Prosecutors had led jurors to believe that the tape was surveillance footage for a potential terrorist attack. According to the review, they failed to reveal that FBI agents had disagreed with this supposition, and that “under the court’s established protocol, the government should have brought this information to the court’s attention.”

Another crucial piece of evidence presented by the prosecution was a day-planner with sketches alleged to depict a military hospital in Jordan and an American airbase in Turkey. An Air Force colonel testifying for the prosecution gave the false impression that military officials agreed that the drawing was of an aircraft hangar at the base in Turkey. The report says American investigators in Germany concluded that the sketch was, in fact, an outline of the Middle East, and that a CIA official had showed it to various experts who discounted its significance.

Prosecutors argued that another sketch depicted a Jordanian military hospital. Defense attorneys asked to see any photographs of the hospital taken by the government, but two prosecution witnesses indicated no photographs had been taken. The review stated that the prosecution was indeed in possession of such photos and that “It is difficult, if not impossible, to compare the day planner sketches with the photos and see a correlation.”

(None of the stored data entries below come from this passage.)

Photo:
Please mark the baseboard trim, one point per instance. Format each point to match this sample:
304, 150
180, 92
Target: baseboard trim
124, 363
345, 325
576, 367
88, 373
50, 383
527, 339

The report is also highly critical of the testimony of the Youssef Hmimmsa, the prosecution’s star witness. Hmimmsa testified at trial that the defendants asked him to join a terrorist cell that was planning to shoot down airplanes with Stinger missiles and were involved in other terrorist activities.

In return for his testimony, Hmimmsa was allowed to enter guilty pleas to 10 felony counts, including credit card fraud, receiving a sentence of 37 to 46 months in prison. He could have received a maximum jail sentence of 81 years for these crimes.

In the report, federal prosecutor Morford contends that Richard Convertino “made a deliberate decision not to have the FBI take any notes” during Hmimmsa’s debriefing sessions, to curtail the defense’s ability to challenge his testimony at trial.

The throwing out of the Detroit “anti-terror” convictions comes on the heels of the unraveling of the prosecution of two Muslim immigrants in Albany, New York, charged with providing material support to a foreign terrorist organization, importing firearms without a license, money laundering and conspiracy. Earlier this month, federal prosecutors admitted that the key evidence used in FBI affidavits for a search warrant to set up a sting operation against the men—a notebook alleged to be from a “terrorist training camp” in Iraq—was a fabrication. [See “FBI’s Albany terror ‘sting’ begins to unravel”]

In another setback to the Justice Department, a federal jury on June 10 found University of Idaho doctoral student Sami Omar al-Hussayen not guilty of three charges of promoting terrorism brought against him under the Patriot Act. His supposed crime was helping to set up and register several Islamic web sites, which the government claimed promoted terrorism. [See“US: jury acquits Idaho webmaster of terrorism charges”]

The trumped-up charges, manufactured evidence and shoddy prosecution in each of these cases are of a piece with the Bush administration’s seizing upon the tragic events of 9/11 to draft and utilize the USA Patriot Act and other “anti-terror” measures for its own reactionary political purposes.